Efforts to rein in costs in New York City's public hospital system have done nothing to slow its precipitous financial losses, which topped $420 million in the first six months of fiscal 2016, which began last July. Losses ballooned to more than seven times their size compared with the same period the previous year, according to unaudited financial statements posted online Monday.
At this point, the $337 million emergency boost Mayor Bill de Blasio announced in January may not be enough to keep the ailing health system going, State Comptroller Thomas DiNapoli wrote in a report on the city's financial plan released Monday. The mayor's office has decided to step in and create a new restructuring plan for NYC Health + Hospitals, due out in the spring. It may need to include an even greater financial commitment from the city, the comptroller said.
The administration has told NYC Health + Hospitals the new plan will closely align with its Vision 2020 agenda, which was announced last year, a spokesman for the health system said in a statement. Vision 2020 set a number of projects in motion, including an extensive expansion of outpatient services and a mission to enroll 1 million New Yorkers in the network's MetroPlus Health Plan by 2020.
DiNapoli attributed the health system's dire financial straits primarily to outside forces, including a high proportion of uninsured patients, more health care providers competing for Medicaid patients and reduced federal funding. But he also cited high overhead costs in the network and reissued his call for NYC Health + Hospitals to create a more realistic financial outlook than the one it released last June.
Medicaid payments are less than the hospital system had projected, and cost-containing initiatives it anticipated would generate $309 million each year beginning in fiscal 2016 are missing their targets, the comptroller said. Instead of reducing staff, which was expected to generate a third of those savings, the network has hired more people.

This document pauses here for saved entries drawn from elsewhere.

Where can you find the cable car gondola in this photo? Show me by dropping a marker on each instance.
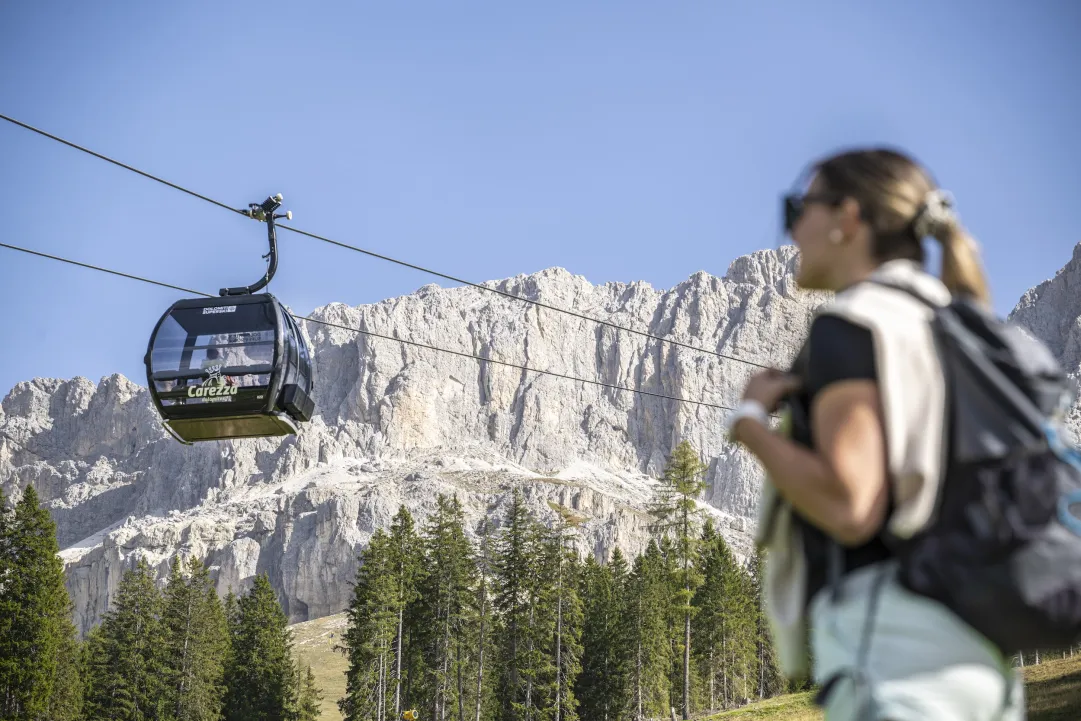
(235, 365)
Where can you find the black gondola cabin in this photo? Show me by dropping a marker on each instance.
(229, 368)
(235, 365)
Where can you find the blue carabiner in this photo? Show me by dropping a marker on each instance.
(1071, 522)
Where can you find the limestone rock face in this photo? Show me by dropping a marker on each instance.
(400, 424)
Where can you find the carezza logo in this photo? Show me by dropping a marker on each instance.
(213, 385)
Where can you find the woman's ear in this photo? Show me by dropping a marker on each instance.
(848, 217)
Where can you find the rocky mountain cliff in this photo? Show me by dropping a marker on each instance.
(396, 424)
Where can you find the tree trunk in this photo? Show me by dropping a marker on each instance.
(559, 631)
(686, 617)
(638, 676)
(712, 683)
(398, 657)
(480, 646)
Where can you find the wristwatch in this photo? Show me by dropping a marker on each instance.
(747, 410)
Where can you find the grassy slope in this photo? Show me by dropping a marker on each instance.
(314, 642)
(1053, 691)
(1053, 688)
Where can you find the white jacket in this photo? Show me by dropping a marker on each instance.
(912, 394)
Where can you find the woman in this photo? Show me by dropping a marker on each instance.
(863, 453)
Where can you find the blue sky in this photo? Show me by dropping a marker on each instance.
(623, 141)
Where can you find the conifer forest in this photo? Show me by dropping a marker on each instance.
(512, 622)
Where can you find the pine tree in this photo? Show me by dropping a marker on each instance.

However, the comptroller noted that NYC Health + Hospitals is taking steps to remedy that situation. It recently formed a committee to better manage personnel decisions, which is starting to get results.
NYC Health + Hospitals' financials show its operating expenses rose by 5.9%, to nearly $4.5 billion, in the six months ended in December 2015, while operating revenues dropped by 2.7%, to $4.1 billion.
After paying the city back for medical malpractice and debt service costs owed from fiscal 2015, NYC Health + Hospitals projected that it will close fiscal 2016 with a cash balance of $104 million, enough to meet its obligations for only six days.
"NYC Health + Hospitals is the largest provider of uninsured care in the city. We are working with the city, state and federal governments to ensure that we are adequately compensated for that care," a spokesman for the health system said in a statement.